2.10. Cytotoxic Assay. The capacity of FRC to inhibit cell growth was determined in vitro in human umbilical vein endothelial cells (HUVECs). The cytotoxic assay was performed as Chiesi et al.  The cells, cultured in Dulbecco's Modified Eagle's Medium (supplemented with 10% fetal calf serum, 2% penicillin, and streptomycin) in an incubator at 37[degrees]C under 5% C[O.sub.2], were redistributed into 96-well microtiter plates at 8000 cells/well. After 24 h incubation, solutions containing FRC and FCZ were added to obtain final concentrations ranging from 160 [micro]g/ml to 0.625 [micro]g/ml and 32 [micro]g/ml to 0.125 [micro]g/ml, respectively. After 48 h of incubation, the solutions were discarded. Cells were incubated in 100 [micro]l MTT solution (90 [micro]l of DMEM + 10 [micro]l 3-(4,5-dimethylthiazol-2-yl)-2,5-diphenyltetrazolium bromide (MTT)) for an additional 4 hours. At this time, the succinodehydrogenase in the mitochondria of living cells can reduce the MTT to a water-insoluble blue-violet crystalline formazan and deposit in the cells, whereas dead cells do not. Then the MTT solution was aspirated carefully; 100 [micro]l of dimethyl sulfoxide (DMSO) solution was added to dissolve the formazan. After shaking for 10 minutes in the dark, the absorbance value was measured at OD 570 nm/630 nm, which can indirectly reflect the living cell number. The assay was performed in triplicate. [LD.sub.50] refers to the concentration at which 50% of the tested cells died.

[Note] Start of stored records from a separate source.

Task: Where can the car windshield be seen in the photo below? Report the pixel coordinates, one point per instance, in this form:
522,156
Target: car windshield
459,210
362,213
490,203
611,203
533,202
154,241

3.1. FRC Inhibits the Growth of Part Fungi. The results of the checkerboard test are summarized in the tables. The FCZ-FRC combination markedly reduced the [MIC.sub.80] required for FCZ-resistant C. albicans (Table 1). Synergism (100%) was observed for all 13 isolates of FCZ-resistant C. albicans. The corresponding mean FIC index was 0.165 (range 0.016-0.312). Indifference (100%) was observed for 5 isolates of FCZ-sensitive C. albicans (Table 2). In addition to C. albicans, synergism was observed for C. parapsilosis 160. Indifference was also observed for C. krusei 4996, C. tropicalis 2718, and C. parapsilosis 90018 (Table 3). FRC inhibited the growth of 3 isolates of FCZ-resistant C. albicans in combination with other azole drugs. Indifference was observed for 3 isolates of FCZ-resistant C. albicanswhen FRC was combined with flucytosine or amphotericin (Table 4). Regardless of the [MIC.sub.80] endpoints, antagonism was not observed in the combination group. In addition, FRC alone was efficient against C. albicans within an [MIC.sub.80] range of 20-40 [micro]g/ml. From these results, FRC can inhibit the growth of most fungi .

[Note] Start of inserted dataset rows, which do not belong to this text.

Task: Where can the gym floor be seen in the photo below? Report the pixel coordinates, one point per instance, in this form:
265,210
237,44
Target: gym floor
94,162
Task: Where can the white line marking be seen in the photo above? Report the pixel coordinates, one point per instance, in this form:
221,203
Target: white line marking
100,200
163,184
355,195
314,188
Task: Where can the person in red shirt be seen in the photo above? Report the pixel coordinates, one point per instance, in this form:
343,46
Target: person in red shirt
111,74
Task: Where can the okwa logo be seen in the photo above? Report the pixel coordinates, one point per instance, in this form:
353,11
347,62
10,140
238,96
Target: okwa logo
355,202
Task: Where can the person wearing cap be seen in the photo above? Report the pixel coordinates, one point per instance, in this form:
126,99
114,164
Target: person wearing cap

Agar diffusion test can facilitate the visualization of synergistic interactions. FRC exerted no antifungal activity at any concentration (Figure 1(a)) and FCZ at 10 [micro]g showed only weak inhibition (Figure 1(c)). In contrast, on the agar plate containing 64 [micro]g/ml FCZ, FRC demonstrated a powerful antifungal effect (Figure 1(b)). The mean diameters of the inhibitory zones for 312.5, 625, 1250, and 2500 [micro]g FRC increased to 6, 7, 13, and 18 mm, respectively. In addition, the FCZ and FRC combination yielded significantly clearer and larger zones than the zones of either drug alone on the plain agar plate (Figure 1(c)). The sizes of the inhibition zone increased to 7 and 14 mm around the disks impregnated with 10 [micro]g of FCZ plus 625 [micro]g and 1250 [micro]g of FRC, respectively.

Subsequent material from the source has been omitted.